Task: LLM.3 - HTTP Adapter Implementation
Context
You are implementing the HTTP adapter for DSPex, which provides direct HTTP communication with LLM APIs. This adapter is optimized for simple completions with minimal overhead and maximum performance.
Required Reading
1. Existing HTTP Adapter
- File:
/home/home/p/g/n/dspex/lib/dspex/llm/adapters/http.ex
- Review current implementation approach
- Note HTTP client usage (Finch, HTTPoison, etc.)
2. LLM Adapter Protocol
- File:
/home/home/p/g/n/dspex/docs/specs/immediate_implementation/prompts/LLM.1_adapter_protocol.md
- Review protocol requirements
- Focus on simple string generation
3. Adaptive LLM Architecture
- File:
/home/home/p/g/n/dspex/docs/specs/dspex_cognitive_orchestration/02_CORE_COMPONENTS_DETAILED.md
- Section: “Component 4: Adaptive LLM Architecture”

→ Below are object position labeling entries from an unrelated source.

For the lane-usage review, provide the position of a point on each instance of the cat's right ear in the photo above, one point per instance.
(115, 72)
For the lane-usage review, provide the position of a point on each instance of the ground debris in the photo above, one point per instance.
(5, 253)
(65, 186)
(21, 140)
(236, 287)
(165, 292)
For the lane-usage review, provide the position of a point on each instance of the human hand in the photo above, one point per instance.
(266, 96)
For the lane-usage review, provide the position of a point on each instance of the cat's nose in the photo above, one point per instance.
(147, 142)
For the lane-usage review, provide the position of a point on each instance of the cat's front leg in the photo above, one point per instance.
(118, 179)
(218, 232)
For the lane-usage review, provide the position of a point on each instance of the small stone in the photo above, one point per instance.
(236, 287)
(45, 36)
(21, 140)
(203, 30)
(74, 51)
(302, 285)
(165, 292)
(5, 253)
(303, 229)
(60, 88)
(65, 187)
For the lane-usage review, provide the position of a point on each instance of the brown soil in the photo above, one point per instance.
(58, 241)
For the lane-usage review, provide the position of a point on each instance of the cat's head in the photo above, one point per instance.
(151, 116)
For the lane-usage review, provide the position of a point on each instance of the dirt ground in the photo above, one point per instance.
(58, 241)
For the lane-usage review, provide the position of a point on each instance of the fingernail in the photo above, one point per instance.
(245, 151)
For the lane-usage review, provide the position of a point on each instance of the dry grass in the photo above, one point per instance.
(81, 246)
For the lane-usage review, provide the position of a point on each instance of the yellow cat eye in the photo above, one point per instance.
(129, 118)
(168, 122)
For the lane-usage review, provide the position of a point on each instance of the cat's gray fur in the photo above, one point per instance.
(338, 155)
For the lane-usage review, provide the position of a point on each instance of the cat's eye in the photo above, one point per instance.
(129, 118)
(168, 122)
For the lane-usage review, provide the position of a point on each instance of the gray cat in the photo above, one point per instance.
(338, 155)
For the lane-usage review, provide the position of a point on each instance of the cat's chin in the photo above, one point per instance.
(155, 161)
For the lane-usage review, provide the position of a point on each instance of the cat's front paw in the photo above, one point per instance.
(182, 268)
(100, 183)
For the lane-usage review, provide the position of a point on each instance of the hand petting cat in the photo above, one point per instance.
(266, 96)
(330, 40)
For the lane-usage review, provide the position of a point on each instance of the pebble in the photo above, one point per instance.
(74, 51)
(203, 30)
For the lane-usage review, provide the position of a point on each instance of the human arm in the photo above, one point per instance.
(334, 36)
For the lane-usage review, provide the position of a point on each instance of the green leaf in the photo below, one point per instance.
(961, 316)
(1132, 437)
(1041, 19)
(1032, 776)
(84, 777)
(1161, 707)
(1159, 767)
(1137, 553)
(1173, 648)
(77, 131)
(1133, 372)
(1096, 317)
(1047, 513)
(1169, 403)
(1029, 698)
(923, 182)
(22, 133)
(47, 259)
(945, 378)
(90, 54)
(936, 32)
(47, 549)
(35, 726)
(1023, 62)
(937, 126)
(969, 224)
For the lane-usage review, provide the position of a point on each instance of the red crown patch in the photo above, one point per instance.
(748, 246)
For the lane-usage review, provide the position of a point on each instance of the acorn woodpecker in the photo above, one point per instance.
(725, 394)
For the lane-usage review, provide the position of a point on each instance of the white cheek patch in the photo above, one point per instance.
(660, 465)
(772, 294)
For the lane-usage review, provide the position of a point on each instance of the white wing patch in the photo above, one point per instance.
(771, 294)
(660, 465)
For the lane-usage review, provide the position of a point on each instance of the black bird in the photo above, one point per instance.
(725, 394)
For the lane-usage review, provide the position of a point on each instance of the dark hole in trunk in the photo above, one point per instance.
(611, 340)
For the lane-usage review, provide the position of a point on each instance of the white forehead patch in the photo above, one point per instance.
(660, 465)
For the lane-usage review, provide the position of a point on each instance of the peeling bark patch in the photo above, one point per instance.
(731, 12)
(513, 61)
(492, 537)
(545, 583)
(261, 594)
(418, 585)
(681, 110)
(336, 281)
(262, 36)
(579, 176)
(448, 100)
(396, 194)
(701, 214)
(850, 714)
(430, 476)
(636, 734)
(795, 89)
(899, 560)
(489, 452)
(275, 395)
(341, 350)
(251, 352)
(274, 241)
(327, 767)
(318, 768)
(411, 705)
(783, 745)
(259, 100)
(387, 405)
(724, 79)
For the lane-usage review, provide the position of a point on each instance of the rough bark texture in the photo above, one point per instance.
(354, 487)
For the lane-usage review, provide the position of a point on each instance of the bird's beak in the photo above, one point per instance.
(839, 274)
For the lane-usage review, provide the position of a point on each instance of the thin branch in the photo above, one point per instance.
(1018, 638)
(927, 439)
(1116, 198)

- Note when HTTP adapter is preferred
4. Success Criteria
- File:
/home/home/p/g/n/dspex/docs/specs/dspex_cognitive_orchestration/06_SUCCESS_CRITERIA.md
- Section: “Stage 6: Adaptive LLM Architecture”
- HTTP adapter selection scenarios
5. Requirements
- File:
/home/home/p/g/n/dspex/docs/specs/immediate_implementation/REQUIREMENTS.md
- NFR.1: Performance requirements (<50ms overhead)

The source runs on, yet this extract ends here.